Sonntag, 30. 12. 2007,  6.55 Uhr - 7.00 Uhr Österreich 1

 

 

 

von Landessuperintendent

Thomas Hennefeld

Evangelische Kirche H. B.

 

 

 

„Wissen Sie, dass der Weltuntergang unmittelbar bevorsteht?“ Das fragte mich ein Sektierer, nachdem ich ihm unvorsichtigerweise meine Wohnungstür geöffnet hatte. Und er setzte gleich fort: „In der Bibel sind die endzeitlichen Katastrophen genau beschrieben. Sie müssen nur das Buch der Apokalypse lesen.“ Ich antwortete ihm ganz ruhig: „Aber wir sind doch schon mitten in der Apokalypse.“ Damit hatte mein eifernder Gesprächspartner nicht gerechnet.

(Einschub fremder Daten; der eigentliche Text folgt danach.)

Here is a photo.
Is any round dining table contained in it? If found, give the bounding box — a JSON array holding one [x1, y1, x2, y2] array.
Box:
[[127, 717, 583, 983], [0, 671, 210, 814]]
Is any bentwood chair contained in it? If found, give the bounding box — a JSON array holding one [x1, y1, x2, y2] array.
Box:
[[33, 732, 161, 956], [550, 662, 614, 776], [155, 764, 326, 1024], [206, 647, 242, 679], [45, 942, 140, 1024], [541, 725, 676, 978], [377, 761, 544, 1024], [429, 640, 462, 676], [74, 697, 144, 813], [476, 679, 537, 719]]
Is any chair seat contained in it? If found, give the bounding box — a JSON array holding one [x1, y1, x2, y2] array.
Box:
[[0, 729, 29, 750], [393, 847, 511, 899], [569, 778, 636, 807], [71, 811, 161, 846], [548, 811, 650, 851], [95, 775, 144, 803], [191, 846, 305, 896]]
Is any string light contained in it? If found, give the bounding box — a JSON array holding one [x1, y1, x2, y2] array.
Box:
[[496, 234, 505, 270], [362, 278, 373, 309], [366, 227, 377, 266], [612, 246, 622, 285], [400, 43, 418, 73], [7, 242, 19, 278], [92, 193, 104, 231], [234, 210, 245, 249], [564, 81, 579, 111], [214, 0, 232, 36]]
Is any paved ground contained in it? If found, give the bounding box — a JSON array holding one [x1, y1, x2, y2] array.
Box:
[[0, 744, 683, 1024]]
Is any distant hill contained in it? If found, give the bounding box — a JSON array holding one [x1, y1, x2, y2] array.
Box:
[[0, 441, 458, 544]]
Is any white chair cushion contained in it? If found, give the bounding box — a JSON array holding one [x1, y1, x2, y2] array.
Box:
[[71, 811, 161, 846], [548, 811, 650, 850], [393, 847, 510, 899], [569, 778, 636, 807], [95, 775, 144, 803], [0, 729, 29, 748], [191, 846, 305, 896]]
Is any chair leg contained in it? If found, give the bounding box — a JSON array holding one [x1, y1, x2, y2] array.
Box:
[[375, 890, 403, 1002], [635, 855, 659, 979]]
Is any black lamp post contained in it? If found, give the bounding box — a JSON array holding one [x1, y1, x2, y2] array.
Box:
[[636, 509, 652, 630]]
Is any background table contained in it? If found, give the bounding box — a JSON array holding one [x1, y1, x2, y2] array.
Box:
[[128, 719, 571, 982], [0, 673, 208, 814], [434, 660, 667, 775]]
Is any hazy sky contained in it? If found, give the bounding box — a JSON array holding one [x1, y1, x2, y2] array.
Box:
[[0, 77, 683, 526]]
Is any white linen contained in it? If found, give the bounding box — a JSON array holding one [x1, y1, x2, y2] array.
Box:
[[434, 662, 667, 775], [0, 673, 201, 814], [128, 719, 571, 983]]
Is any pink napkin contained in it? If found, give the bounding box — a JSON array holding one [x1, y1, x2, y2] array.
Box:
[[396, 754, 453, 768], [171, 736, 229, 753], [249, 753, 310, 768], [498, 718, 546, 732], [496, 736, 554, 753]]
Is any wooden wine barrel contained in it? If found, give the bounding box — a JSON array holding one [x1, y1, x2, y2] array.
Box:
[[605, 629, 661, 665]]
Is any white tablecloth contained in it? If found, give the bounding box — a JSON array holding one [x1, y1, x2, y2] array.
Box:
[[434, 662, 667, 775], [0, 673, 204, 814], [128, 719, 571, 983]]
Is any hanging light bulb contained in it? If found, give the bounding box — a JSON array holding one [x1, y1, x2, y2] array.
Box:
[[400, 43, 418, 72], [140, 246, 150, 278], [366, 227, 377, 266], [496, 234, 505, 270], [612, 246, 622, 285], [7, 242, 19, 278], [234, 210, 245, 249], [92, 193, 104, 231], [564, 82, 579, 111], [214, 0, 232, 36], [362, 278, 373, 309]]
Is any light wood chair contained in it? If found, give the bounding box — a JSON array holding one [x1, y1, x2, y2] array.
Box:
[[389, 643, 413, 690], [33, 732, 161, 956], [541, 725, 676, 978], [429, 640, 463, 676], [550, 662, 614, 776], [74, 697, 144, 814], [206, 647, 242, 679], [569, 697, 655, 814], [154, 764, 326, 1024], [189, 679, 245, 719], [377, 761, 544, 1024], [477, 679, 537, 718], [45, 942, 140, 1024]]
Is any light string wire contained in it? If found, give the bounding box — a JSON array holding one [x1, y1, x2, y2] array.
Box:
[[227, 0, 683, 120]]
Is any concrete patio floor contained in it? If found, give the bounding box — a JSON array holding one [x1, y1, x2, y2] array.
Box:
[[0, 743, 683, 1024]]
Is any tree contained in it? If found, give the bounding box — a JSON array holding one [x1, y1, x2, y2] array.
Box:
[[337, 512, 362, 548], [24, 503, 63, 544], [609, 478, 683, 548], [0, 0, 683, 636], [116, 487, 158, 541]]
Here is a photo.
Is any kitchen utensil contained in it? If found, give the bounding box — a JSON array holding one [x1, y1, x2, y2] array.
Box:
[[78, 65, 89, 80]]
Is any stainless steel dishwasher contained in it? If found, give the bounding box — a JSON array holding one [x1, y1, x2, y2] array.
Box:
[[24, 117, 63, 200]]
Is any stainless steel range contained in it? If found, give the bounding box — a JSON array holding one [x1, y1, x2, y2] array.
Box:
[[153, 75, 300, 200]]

Das sei aber nicht nur christlichen Fundamentalisten und Endzeitpropheten ins Stammbuch geschrieben, sondern auch manchen Zukunfts- und Trendforschern, die uns weiß machen wollen, dass alles halb so schlimm sei, und wir alle Menschheitsprobleme in den Griff bekommen könnten.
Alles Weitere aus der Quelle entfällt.